Lipshultz was a primary editor of Urology and the Primary Care Practitioner. This text is intended to provide information on current diagnostic methods of common urological problems as well as guidance on when a referral to a urologist is appropriate for individuals practicing in a primary care setting.

MMost recently, Infertility in the Male (5th ed.) was published in August 2023 with Lipshultz as a co-editor. The book covers a range of topics in male reproductive medicine and surgery.

To date, Lipshultz has edited 13 books, written 125 book chapters, and 29 editorial comments.

== Appearances in the media ==
Lipshultz’s first appearance in the media came in 1993, when he appeared on the “Today Show” on NBC News during the weeklong series on infertility. He gave a live video interview on “Erectile Dysfunction and Diabetic Men” on Channel 45 and reappeared on NBC News in 2002. Following these appearances, Lipshultz has been quoted in 10 news articles from varying sources, including The New York Times, Houston Chronicle, and The Washington Post.

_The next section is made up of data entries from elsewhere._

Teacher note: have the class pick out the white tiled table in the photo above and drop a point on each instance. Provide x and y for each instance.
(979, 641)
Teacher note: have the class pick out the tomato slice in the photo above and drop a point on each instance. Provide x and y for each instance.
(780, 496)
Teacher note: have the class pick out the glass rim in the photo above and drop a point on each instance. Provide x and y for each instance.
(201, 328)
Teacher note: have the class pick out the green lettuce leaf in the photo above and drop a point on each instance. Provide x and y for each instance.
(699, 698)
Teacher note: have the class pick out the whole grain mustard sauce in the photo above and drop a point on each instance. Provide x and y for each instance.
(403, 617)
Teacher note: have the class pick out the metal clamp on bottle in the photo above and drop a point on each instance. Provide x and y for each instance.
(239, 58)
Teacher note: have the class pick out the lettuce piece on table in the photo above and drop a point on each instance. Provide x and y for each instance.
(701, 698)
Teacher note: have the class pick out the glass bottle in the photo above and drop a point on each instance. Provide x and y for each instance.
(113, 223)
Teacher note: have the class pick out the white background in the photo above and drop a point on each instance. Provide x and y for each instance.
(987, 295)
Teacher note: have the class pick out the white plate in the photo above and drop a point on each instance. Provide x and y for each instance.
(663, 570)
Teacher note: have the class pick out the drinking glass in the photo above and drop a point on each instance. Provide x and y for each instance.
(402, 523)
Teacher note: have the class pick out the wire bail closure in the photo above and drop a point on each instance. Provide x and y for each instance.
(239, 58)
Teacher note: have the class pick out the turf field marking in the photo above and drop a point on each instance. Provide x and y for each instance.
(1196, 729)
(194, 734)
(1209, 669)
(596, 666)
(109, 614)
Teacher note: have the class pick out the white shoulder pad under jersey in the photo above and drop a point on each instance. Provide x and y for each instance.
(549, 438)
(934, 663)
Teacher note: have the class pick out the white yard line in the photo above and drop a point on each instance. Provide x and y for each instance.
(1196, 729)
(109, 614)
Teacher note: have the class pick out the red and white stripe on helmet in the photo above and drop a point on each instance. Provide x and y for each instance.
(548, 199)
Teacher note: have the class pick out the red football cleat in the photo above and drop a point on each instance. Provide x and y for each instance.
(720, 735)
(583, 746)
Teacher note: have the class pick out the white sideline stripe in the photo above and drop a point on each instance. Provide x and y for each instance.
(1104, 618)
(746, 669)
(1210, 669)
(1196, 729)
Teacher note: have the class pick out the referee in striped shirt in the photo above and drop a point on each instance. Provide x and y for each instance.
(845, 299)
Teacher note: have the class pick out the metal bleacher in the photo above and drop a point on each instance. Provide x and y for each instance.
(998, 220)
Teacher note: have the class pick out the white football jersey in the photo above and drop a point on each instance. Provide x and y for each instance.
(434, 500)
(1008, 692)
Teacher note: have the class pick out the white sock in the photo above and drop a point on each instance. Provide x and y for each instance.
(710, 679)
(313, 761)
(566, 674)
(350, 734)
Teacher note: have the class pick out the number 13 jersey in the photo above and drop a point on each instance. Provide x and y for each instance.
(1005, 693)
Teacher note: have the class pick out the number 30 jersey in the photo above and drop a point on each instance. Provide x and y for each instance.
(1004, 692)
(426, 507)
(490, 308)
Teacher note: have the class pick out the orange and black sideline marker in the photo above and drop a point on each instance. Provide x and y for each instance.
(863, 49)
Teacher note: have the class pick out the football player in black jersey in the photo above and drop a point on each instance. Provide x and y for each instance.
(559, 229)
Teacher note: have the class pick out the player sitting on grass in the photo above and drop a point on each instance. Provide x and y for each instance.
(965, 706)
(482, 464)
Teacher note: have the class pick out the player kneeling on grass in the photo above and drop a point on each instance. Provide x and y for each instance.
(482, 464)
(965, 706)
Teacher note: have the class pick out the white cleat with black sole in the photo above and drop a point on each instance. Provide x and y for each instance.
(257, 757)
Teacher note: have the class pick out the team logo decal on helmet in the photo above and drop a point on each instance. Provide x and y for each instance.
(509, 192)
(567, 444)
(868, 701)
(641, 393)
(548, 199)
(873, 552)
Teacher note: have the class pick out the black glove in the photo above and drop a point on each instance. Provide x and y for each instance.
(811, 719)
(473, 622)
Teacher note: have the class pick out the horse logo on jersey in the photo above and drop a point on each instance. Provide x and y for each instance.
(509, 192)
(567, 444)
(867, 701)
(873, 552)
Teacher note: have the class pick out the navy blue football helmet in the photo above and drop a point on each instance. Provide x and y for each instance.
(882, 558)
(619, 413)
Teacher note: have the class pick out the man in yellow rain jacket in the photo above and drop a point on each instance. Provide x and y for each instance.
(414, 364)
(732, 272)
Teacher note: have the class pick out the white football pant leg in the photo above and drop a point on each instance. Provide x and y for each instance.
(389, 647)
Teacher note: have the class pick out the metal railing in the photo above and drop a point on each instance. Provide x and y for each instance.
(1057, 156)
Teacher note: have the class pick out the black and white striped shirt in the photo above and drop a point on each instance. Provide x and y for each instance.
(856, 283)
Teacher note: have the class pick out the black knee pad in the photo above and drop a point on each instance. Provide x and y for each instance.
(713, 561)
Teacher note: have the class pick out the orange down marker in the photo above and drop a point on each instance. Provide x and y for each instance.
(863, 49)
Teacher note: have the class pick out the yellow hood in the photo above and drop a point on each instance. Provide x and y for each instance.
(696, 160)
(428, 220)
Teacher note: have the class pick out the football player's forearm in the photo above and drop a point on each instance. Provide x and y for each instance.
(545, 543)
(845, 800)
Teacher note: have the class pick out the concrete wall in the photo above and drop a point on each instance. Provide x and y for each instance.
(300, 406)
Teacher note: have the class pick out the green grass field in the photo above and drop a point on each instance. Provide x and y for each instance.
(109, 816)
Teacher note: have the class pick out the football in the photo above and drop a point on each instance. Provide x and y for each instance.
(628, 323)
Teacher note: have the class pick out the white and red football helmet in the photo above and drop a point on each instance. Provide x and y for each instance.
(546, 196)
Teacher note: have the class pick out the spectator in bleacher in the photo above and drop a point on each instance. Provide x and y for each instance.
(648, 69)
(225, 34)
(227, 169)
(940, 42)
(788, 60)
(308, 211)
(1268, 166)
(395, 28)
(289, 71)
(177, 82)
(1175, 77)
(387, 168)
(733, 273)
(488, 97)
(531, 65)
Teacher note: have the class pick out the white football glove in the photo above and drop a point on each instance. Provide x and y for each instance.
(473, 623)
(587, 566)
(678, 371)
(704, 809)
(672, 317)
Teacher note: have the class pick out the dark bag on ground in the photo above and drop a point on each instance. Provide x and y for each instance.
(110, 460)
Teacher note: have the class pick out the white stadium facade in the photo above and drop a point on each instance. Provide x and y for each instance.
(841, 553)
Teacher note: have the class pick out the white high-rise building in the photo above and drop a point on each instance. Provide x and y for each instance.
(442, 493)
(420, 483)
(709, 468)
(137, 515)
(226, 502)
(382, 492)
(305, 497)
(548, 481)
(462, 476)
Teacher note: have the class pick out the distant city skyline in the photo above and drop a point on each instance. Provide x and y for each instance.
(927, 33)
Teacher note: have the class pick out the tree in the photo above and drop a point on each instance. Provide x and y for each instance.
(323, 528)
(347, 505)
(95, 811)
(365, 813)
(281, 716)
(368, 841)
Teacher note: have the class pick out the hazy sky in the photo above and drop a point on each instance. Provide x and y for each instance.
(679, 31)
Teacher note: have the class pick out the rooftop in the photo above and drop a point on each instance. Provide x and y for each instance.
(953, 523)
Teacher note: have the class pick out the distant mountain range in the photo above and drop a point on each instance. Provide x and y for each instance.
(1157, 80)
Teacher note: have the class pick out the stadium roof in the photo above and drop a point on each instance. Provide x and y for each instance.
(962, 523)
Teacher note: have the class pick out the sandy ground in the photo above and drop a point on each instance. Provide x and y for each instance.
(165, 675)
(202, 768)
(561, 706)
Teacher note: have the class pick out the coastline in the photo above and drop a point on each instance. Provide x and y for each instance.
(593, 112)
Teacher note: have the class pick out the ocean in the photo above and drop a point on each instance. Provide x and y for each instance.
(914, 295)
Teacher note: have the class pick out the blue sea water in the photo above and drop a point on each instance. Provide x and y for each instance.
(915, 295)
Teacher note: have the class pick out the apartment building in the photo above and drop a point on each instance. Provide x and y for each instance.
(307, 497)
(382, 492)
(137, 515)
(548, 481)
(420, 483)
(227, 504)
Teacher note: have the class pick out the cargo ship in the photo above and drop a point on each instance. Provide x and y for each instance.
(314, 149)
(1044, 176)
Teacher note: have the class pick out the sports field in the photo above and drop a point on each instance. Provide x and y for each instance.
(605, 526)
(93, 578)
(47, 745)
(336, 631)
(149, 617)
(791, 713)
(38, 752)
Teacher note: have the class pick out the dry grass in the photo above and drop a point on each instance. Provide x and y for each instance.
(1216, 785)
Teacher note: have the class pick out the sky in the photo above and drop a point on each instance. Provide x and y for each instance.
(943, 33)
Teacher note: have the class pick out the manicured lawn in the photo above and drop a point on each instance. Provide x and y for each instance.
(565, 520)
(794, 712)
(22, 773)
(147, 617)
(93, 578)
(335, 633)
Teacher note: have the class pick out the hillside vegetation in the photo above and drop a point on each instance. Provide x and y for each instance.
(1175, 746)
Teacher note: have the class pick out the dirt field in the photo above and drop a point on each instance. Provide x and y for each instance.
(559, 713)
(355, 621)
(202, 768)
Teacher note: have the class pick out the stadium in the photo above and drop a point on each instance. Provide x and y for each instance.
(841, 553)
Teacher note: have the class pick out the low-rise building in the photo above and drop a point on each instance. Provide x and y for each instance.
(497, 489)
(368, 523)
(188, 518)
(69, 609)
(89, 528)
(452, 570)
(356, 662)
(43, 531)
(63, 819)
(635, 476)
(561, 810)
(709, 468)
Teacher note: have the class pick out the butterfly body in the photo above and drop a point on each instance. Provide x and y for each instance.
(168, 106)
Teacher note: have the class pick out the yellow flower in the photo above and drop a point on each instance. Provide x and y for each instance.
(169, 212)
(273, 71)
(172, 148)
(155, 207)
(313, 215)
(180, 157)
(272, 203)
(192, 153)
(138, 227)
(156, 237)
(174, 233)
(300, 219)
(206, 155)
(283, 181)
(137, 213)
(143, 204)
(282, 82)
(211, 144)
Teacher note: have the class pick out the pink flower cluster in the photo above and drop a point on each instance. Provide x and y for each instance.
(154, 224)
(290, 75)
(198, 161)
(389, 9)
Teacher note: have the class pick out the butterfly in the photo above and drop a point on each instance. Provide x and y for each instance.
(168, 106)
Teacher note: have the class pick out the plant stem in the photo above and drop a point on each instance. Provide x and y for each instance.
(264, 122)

Lipshultz appeared on the Urology Care Podcast in 2022 to discuss vasectomy reversals. He was most recently on the BackTable Urology Podcast in 2023 as part of the series “Legends in Urology” to discuss his outstanding career and experiences in the field of urology.

In addition to his podcast and television appearances, Lipshultz has several YouTube videos outlining his surgical techniques for a vasovasostomy, epididymovasostomy, gender-affirming surgery, and penile implants (IPP).

== Academic honors and awards ==
Lipshultz has received numerous honors throughout his career including the Barbara Eck Menning Founder’s Award from RESOLVE: The National Fertility Association in 1995. He won the Hugh Hampton Young Award from the American Urological Association and was the recipient of the American Foundation for Urologic Disease (AFUD)/ American Urological Association Education and Research (AUAER) Distinguished Past Scholar Award in 2005. In 2012, Lipshultz won the American Society of Reproductive Medicine Service Milestone Award. He won the F. Brantley Scott Award of Excellence, F. Brantley Scott Physician Academy, American Medical Systems in 2015. In 2022, Lipshultz was awarded the American Association of Genitourinary Surgeons Spence Award of the AAGUS and the Kavoussi Family Outstanding Teacher Award of the American Society for Reproductive Medicine. Most recently, Lipshultz won the Androgen Society Dedication to Education Award in 2023.